Hoe werd dat nu praktisch in het Amsterdam van de 17de eeuw? Uitdrukkelijk heeft de Amsterdamse magistraat een- en andermaal verklaard, dat hij zich geroepen wist tot handhaving van de beide tafels der Wet. Gods Woord kon en mocht niet gescheiden worden in twee delen, waarvan het ene gold op het terrein van het private en het andere op dat van het publieke leven. Tijdens de remonstrantse twisten noemden de Amsterdamse burgemeesters zich in de vergadering van de Staten: custodes utriusque tabulae legis! En voor de uitwerking daarvan hielden zij zich aan de formulering van art. 36 van de Ned. Geloofsbelijdenis: dat het de taak van de overheid is de hand te houden aan de heilige kerkedienst en alle afgoderij en valse godsdienst te weren en uit te roeien.
Negatief dus wering van alle ketterij. Het is helaas nog steeds nodig er opmerkzaam op te maken, dat hier niet staat: ketters. Er was in Amsterdam volledige gewetens- en geloofsvrijheid. Waar vond je dat toen elders in de wereld? In hoevele landen ontbreken die twee zelfs nu nog! Het moet mij weer van het hart hoezeer onze vaderen in de 17de eeuw hun tijd ver vooruit waren. Amsterdam heette niet ten onrechte Eleutheropolis, stad van de vrijheid. Joden en lutheranen, menisten, rooms-katholieken en vrijdenkers vonden hier een veilige toevlucht. Descartes en Spinoza hebben rustig in Amsterdam kunnen leven en filosoferen.
Geweerd werd echter de ketterij. Daaronder dan te verstaan wat men in het algemeen socinianisme noemde, de ontkenning van de leer der Drie-eenheid. Socinianen werden niet binnen de muren geduld. Toen twee Poolse socinianen voet aan wal zetten werden zij met hun kist vol boeken rechtstreeks doorgezonden naar Den Haag, om vervolgens door de Staten uit het land te worden gewezen. Er zijn in Amsterdam ook verschillende processen tegen sociniaans-gezinde geesten gevoerd, zo aan het begin van de eeuw tegen een zekere Vogelsangh en aan het eind tegen de gebroeders Koerbagh. Voor bijzonderheden verwijs ik naar ruim boek.

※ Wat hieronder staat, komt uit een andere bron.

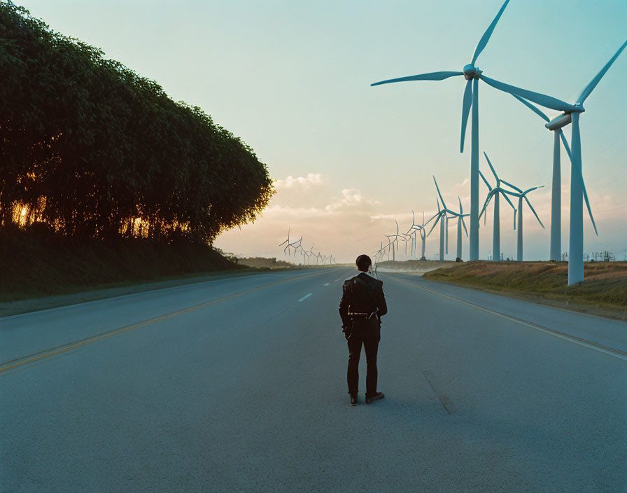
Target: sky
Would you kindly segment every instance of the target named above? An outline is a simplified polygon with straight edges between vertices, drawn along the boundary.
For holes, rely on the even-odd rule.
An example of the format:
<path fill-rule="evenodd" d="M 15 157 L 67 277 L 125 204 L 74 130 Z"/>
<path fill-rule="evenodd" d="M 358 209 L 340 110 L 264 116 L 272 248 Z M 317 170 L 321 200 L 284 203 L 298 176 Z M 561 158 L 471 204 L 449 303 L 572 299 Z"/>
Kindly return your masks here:
<path fill-rule="evenodd" d="M 289 228 L 304 248 L 313 243 L 314 251 L 352 262 L 395 233 L 395 219 L 407 231 L 412 210 L 416 222 L 437 212 L 432 175 L 446 204 L 452 209 L 458 196 L 470 212 L 470 123 L 467 149 L 459 152 L 463 78 L 369 85 L 462 70 L 500 0 L 16 3 L 155 80 L 172 99 L 202 107 L 254 148 L 276 193 L 254 223 L 216 239 L 225 251 L 287 259 L 278 245 Z M 574 102 L 627 39 L 624 0 L 512 0 L 476 65 L 488 76 Z M 627 255 L 626 79 L 627 50 L 586 100 L 580 120 L 583 173 L 599 233 L 584 215 L 584 250 L 620 259 Z M 523 189 L 544 186 L 529 198 L 545 228 L 523 211 L 524 259 L 548 259 L 552 133 L 485 83 L 479 99 L 480 151 L 499 176 Z M 569 141 L 570 133 L 569 126 Z M 494 181 L 482 156 L 480 169 Z M 570 183 L 563 151 L 563 251 Z M 480 206 L 488 191 L 481 186 Z M 516 232 L 501 204 L 501 250 L 514 258 Z M 479 229 L 481 258 L 491 254 L 492 217 L 490 206 Z M 449 228 L 447 258 L 454 260 L 455 221 Z M 437 228 L 427 258 L 438 249 Z"/>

Ook alle “Sociniaanse” boeken werden verboden, bij de drukker opgehaald en verbrand. Het meest bekende voorbeeld daarvan is het plakkaat van 1674 tegen de werken van Socinus, Hobbes, Spinoza en de Amsterdamse dr. Lodewijk Meyer. Men achtte dit socinianisme een dusdanige aantasting van het wezen van het christendom, dat verbreiding ervan in een gereformeerd Gemenebest niet geduld kon worden. Vele dissenters, de lutheranen, de rooms-katholieken en de orthodoxe doopsgezinden waren het met deze overheidsmaatregelen trouwens volkomen eens.
Tegen de laatsten werd art. 36 niet gehanteerd! De doopsgezinden hebben in Amsterdam nooit enige hinder ondervonden. Zij konden rustig samenkomen in „het Lam", „de Toren" en „de Zon". In dagen van nood werden zij vrijgesteld van de krijgsdienst en voor de rechtbank behoefden zij geen eed af te leggen. De overheid sprong zelfs voor hen in de bres, als zij in het buitenland moeilijkheden ondervonden. De lutheranen hadden het in het begin moeilijker. Zo maakte dokter Tulp bezwaar tegen het bouwen van een tweede lutherse kerk en kon ds. Plancius vanaf de preekstoel geweldig tegen hen uitvaren. De reden daarvan was echter, dat de gereformeerden in vele lutherse landen werden verdrukt en dat men vanwege hun bijzondere opvatting van de overheid niet overtuigd was van hun vaderlandslievende gezindheid. Dit niet ter verdediging, maar ter verklaring. Later werd het echter veel beter. Toen werd in de gereformeerde kerken zelfs gecollecteerd voor de bouw van lutherse kerken in het buitenland.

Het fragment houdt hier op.